PR War Room

29 August 2007 |permalink | email article

The Pentagon, anticipating next month’s visit by Gen. David Petraeus to Washington to describe alleged military progress in Iraq, is launching a massive public relations offensive.

In a memo circulated last week, The Associated Press reported that Dorrance Smith, assistant secretary for public affairs, seeks personnel for what he described as a high-priority effort to distribute Defense Department information on Iraq.

The Pentagon dismissed suggestions that the communications desk would be propaganda tool, insisting the war room is being established to gather and distribute information in a more efficient and timely manner.

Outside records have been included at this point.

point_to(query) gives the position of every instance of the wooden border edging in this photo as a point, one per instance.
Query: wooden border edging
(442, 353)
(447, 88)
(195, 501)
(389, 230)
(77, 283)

I read a stunning Washington Post story this week about Rep. Jan Schakowsky (D-Ill.), an outspoken liberal making her first visit to Iraq this month. Resolving to keep her opinions to herself she decided “I would listen and learn” along with other lawmakers in briefings with Petraeus and other military leaders.

Over lunch she carefully jotted down Petraeus’s words in a small white notebook: “We will be in Iraq in some way for 10 years.” She added her own translation: “Keep the trains running for a few months, then stretch it out. Just enough progress to justify more time.”

Schakowsky added: “I felt that was a stretch and really a PR strategy – just like the PR strategy that initially led up to the war in the first place.

Petraeus, she said, “acknowledged that if the policymakers decide that we need to withdraw, that, you know, that’s what he would have to do. But he felt that in order to win, we’d have to be there for nine or ten years.”

She acknowledged that the military’s presentation may have been effective. “I you took the briefings at their face value, without context, without bringing anything to it – clearly they were trying to present that positive spin.”

She didn’t respond to Petraeus; she let the comment drift by. “I was not arguing,” she said. ”I wanted to see what his take was.”

If this account foreshadows the Petraeus White House report, look for a massive political outcry to approach anti-Vietnam war proportions.